La trasformazione di una unità immobiliare da categoria catastale C/2 (magazzino) ad unità abitativa di categoria A/3, e la successiva alienazione di quest’ultimo, si configura come attività imprenditoriale generando reddito d’impresa. A chiarirlo è stata l’Agenzia delle Entrate nella Risposta n. 152/E del 2020, riguardante il caso di un contribuente proprietario di una unità immobiliare riconducibile alla predetta categoria C2. Questi, ricevute le dovute autorizzazioni dagli uffici competenti, intende modificare cambiarne la destinazione d’uso, suddividendola in tre unità immobiliari ad uso abitativo.

La sua intenzione è poi quella di vendere tali tre abitazioni, convenendo contrattualmente che le necessarie opere di ristrutturazione e risanamento conservativo rimangano a totale carico dei potenziali acquirenti.

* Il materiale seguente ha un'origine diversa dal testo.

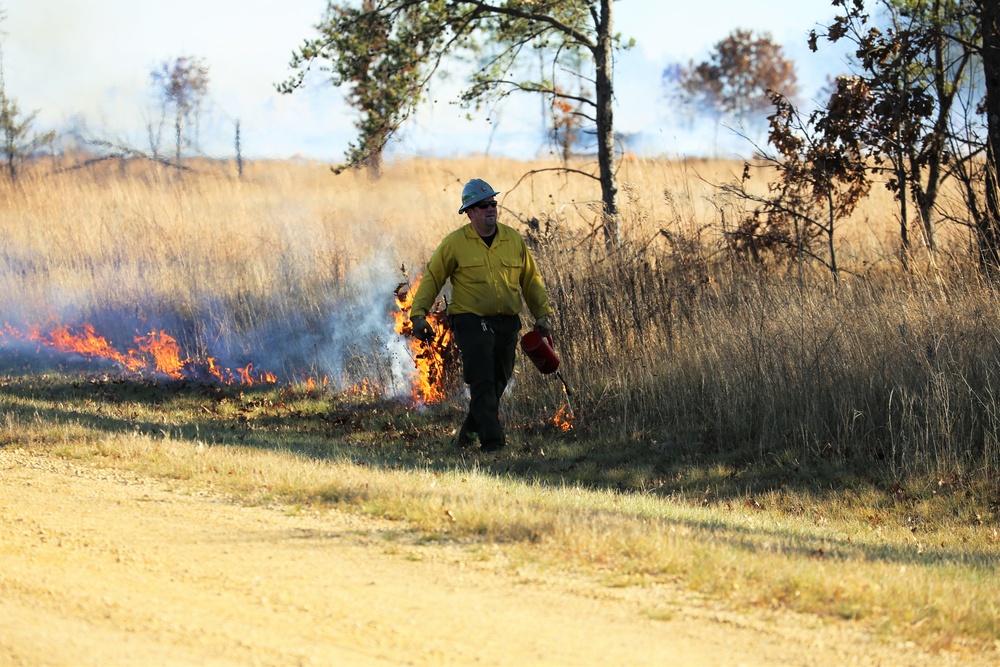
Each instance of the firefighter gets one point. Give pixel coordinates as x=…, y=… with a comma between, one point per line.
x=490, y=268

È chiesto, quindi, all’Amministrazione finanziaria se in tal caso si venga a configurare attività d’impresa e se, in caso negativo, si generi una plusvalenza imponibile come redditi diversi.

La tesi dell’Amministrazione finanziaria

L’Agenzia delle Entrate, evidenzia dal canto suo in primo luogo che, ai sensi della diposizione normativa contenuta all’art. 67, comma 1 lett. b) del TUIR, il presupposto per la tassazione della plusvalenza nell’ambito dei redditi diversi è che l’attività posta in essere dalla persona fisica non sia idonea a configurare l’esercizio di impresa commerciale, ai sensi dell’art. 55 dello stesso TUIR.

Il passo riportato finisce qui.